Spain’s Election Problem: Muslim Population Grew By 20% in 4 years As Spanish Nationals Are Marginalised

Pablo Iglesias, PODEMOS party leader
Pablo Iglesias, PODEMOS party leader (Picture source: Daily Telegraph)

Catalonia has the fastest growing Muslim population in Spain – and more Islamic centres than any other region in the country. In spite of a strong separatist movement, the left has total hegemony in regional politics and the patriotic forces are being marginalised by the socialists, their elected politicians are excluded from key positions and known supporters are being fired from jobs and having trouble getting hired elsewhere, Defend Europa reports.

From 2011 to 2015, the number of Muslims in Catalonia has grown by 19.5%. That translates to 83,000 more people than 4 years ago. Not only that, the risk of terrorist attack has tripled in just this year (under the socialist government, almost 30,000 more Muslims, mostly uneducated, illiterate single males, have arrived). From 2011 to this year, the number of immigrants has doubled. They constitute more than one million people in a population of only 7 million.

This “wonderful” multiculturalism, the creation of the EU and being promoted by the socialist government in Madrid exploded in the Barcelona terrorist attacks of 2017. After seeing this, what was the reaction of the Catalan politicians? Well no, with the Catalan separatists hamstrung as the duopoly parties close ranks against them, its graft and corruption as usual in Spanish politics.

Campaigning for Spain’s general election, brought about when the minority socialist government, which gained power in a bloodless coup only last year, lost a confidence vote in the national Assembly. Campaingning for this election, to be held on April 28, begins on Friday this week and accusations of political espionage described as the country’s ‘Watergate’, external meddling and breaches of electoral law are flying in all directions.

Last month Spain’s judiciary launched a probe into an alleged conspiracy by secret police and the former conservative government led by Mariano Rajoy to smear the reputation of the left-wing Podemos party founded in 2014.

On April 1 Spain’s Socialist administration claimed to have deactivated the so-called “patriotic brigade” of senior police officers. “The sewers no longer exist,” said Interior Minister Fernando Grande-Marlaska.
But Podemos’s leader Pablo Iglesias has since claimed the dirty tricks campaign against his party did not end when the more ideologically-aligned Socialist Prime Minister Pedro Sánchez came to power last June.

Last weekend Mr Sánchez’s deputy press officer, Alberto Pozas, was summoned by a judge in connection with the theft of data from a mobile phone belonging to Mr Iglesias’s former aide. The phone was stolen in November 2015, weeks before the first general election in which Podemos took part, when Mr Pozas was editor of a now-defunct sensationalist news weekly called Interviú.

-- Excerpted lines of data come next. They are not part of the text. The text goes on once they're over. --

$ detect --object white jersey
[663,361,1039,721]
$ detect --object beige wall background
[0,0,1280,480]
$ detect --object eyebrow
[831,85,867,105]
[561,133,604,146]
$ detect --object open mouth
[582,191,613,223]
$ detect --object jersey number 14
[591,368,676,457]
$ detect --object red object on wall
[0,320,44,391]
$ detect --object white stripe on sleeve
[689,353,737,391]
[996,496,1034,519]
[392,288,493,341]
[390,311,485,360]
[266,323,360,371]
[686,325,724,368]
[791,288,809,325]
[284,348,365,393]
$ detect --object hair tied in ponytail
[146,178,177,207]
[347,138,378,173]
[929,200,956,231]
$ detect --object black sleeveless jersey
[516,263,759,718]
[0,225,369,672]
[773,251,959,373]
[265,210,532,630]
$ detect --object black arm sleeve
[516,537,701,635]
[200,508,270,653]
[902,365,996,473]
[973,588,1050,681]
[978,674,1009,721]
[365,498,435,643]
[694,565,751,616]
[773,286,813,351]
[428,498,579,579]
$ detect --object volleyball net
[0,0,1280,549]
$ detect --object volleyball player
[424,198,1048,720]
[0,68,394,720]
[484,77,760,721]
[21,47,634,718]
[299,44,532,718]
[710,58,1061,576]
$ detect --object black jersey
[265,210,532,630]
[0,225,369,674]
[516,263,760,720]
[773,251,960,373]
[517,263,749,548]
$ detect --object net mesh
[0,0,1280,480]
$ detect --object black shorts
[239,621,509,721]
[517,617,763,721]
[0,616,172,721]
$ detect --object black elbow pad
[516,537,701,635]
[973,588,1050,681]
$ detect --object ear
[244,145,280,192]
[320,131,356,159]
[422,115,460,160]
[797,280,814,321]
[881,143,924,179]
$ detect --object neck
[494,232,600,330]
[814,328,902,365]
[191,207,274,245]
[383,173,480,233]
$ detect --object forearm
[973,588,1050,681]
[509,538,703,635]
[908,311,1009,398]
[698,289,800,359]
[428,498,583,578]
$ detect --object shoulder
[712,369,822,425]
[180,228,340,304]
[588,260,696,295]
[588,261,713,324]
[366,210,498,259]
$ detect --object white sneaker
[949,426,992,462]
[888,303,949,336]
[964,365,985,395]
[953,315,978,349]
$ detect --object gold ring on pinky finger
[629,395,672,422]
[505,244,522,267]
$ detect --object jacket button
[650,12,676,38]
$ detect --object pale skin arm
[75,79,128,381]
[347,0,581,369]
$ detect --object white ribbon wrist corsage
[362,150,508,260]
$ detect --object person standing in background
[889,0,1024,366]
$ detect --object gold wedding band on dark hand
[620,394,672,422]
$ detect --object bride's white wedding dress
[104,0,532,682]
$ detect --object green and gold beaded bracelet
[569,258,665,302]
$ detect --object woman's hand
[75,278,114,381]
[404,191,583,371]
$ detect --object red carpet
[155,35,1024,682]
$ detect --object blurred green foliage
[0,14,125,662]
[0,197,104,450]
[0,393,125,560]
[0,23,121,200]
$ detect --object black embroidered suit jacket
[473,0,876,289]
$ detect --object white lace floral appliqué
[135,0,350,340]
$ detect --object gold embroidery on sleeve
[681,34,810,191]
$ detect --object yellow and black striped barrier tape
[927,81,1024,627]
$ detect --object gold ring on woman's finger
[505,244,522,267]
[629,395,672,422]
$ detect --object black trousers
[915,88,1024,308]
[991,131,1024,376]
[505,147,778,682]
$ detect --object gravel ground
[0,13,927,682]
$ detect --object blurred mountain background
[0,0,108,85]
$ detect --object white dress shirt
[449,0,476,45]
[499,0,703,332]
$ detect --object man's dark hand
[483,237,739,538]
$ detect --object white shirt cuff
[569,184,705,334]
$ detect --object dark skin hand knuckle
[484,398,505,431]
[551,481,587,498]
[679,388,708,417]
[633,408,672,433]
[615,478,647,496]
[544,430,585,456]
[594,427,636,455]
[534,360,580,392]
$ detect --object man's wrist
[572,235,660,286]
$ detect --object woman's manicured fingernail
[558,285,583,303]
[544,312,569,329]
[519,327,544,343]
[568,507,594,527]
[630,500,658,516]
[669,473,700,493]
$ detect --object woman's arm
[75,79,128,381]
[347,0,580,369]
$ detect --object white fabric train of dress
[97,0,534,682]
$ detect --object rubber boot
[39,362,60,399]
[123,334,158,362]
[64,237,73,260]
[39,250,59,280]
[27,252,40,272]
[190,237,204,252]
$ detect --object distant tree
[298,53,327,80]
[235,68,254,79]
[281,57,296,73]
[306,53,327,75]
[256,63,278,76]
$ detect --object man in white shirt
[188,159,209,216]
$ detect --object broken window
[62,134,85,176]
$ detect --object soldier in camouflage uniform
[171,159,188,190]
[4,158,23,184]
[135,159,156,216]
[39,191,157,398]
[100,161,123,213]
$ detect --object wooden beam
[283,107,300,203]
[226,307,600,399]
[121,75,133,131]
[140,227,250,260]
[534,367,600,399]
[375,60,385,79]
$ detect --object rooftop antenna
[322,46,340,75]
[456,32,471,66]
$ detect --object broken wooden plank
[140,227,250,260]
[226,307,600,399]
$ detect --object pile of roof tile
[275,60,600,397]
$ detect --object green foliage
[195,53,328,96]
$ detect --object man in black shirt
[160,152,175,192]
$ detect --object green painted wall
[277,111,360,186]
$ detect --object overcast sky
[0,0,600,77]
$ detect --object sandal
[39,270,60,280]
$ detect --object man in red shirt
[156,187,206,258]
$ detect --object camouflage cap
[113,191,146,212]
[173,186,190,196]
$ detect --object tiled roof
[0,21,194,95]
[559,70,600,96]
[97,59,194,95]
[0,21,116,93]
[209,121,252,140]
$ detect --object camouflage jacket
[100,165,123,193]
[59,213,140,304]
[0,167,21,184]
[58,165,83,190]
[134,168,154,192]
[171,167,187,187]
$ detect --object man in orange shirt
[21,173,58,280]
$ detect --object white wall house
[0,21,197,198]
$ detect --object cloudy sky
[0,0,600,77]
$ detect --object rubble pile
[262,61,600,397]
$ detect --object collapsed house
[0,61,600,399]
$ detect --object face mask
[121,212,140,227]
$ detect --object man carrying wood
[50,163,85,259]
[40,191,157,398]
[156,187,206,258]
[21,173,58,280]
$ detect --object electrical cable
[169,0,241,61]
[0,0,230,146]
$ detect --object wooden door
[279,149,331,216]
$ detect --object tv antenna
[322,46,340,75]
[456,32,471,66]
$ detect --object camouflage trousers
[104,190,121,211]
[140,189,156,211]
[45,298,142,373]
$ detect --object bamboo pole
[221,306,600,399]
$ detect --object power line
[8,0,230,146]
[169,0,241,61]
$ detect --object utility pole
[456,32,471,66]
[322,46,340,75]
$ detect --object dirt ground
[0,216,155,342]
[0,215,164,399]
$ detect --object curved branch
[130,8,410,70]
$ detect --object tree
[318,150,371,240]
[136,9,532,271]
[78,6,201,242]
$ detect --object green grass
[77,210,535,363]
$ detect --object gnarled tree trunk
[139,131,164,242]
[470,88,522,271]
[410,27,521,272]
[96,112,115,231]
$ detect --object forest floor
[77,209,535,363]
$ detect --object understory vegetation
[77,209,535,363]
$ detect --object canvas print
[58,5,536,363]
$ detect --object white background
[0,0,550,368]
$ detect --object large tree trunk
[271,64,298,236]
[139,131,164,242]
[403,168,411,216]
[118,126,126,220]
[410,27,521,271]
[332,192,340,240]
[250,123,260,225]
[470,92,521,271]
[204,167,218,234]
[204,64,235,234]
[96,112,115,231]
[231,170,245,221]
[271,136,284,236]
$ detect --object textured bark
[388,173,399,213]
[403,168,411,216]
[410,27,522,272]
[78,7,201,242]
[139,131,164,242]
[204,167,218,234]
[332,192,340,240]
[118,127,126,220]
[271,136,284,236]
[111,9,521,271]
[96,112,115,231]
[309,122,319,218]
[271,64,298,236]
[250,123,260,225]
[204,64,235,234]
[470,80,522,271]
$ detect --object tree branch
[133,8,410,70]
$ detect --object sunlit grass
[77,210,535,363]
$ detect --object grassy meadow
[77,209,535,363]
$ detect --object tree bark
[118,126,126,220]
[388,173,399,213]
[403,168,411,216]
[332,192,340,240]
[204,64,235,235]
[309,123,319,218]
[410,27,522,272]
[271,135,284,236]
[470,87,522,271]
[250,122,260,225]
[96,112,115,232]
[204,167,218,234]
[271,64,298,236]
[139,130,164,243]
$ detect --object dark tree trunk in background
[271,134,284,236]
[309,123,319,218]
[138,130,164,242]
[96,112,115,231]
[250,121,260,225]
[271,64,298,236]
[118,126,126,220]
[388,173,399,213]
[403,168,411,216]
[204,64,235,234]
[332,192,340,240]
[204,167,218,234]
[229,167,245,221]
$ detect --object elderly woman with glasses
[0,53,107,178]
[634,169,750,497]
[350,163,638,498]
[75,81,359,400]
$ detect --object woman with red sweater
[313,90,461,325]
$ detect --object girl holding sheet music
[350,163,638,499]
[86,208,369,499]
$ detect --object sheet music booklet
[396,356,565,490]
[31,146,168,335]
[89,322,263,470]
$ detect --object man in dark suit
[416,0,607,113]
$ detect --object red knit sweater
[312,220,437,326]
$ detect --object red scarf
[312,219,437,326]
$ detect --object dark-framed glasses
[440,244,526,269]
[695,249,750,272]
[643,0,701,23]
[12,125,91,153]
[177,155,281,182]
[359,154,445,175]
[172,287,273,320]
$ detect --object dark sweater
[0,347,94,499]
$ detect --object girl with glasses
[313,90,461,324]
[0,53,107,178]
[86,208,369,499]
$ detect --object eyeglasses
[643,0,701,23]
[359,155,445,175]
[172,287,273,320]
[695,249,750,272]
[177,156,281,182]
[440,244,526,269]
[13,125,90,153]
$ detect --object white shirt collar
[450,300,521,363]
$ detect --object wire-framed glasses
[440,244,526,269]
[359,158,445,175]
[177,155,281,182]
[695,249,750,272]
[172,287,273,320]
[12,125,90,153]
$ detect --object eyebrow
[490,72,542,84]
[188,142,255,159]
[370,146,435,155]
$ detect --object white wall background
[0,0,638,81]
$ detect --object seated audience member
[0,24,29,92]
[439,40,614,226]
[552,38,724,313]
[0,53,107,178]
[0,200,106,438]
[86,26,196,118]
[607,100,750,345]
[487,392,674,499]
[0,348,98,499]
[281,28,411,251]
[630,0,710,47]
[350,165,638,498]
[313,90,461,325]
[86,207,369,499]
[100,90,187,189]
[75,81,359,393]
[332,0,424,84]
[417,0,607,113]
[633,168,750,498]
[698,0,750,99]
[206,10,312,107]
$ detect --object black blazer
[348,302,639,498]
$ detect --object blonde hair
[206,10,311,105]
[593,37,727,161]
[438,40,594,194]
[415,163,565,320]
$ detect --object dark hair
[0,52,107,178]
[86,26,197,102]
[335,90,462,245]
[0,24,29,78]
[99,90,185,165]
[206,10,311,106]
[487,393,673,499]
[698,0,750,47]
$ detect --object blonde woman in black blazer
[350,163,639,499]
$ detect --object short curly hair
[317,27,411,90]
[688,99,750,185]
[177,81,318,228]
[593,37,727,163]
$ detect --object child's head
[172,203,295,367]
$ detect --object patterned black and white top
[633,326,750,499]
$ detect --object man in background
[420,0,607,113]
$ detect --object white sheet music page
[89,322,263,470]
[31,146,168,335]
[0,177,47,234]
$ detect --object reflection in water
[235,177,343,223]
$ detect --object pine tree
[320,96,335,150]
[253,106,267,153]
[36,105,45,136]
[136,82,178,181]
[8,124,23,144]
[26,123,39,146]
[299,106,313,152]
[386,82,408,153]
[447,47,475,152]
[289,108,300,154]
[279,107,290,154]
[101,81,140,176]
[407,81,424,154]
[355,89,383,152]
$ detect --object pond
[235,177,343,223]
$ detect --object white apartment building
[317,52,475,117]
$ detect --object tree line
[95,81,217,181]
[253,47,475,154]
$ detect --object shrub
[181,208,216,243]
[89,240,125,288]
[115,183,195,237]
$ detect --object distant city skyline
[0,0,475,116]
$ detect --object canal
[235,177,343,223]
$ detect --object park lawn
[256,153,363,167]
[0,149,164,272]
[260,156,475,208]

Investigators found data from the mobile phone among the files of former police officer José Manuel Villarejo, jailed since 2017 while a court probes his role as alleged leading member of the “patriotic brigade”.

Among a series of accusations against Mr Villarejo, the former police commissioner is believed to have staged a phony police probe into alleged financing for Podemos from the Iranian and Venezuelan governments.

And while all this is distracting voters, the invasion of Spain by illegal immigrants from Africa goes on, as in so many other nations in Europe the ruling elite are oblivious to the concerns of their countrymen and women who are not so privileged, and are happy to replace the population with uneducated, unaware cheap labour.

And so the smears and corruption, bribery, entrapment and general malfeasance will go on until election day and a vote, which in common with the last three general elections in Spain is likely to throw up an inconclusive result. Did you really think the UK is the only European nation where democracy is in crisis?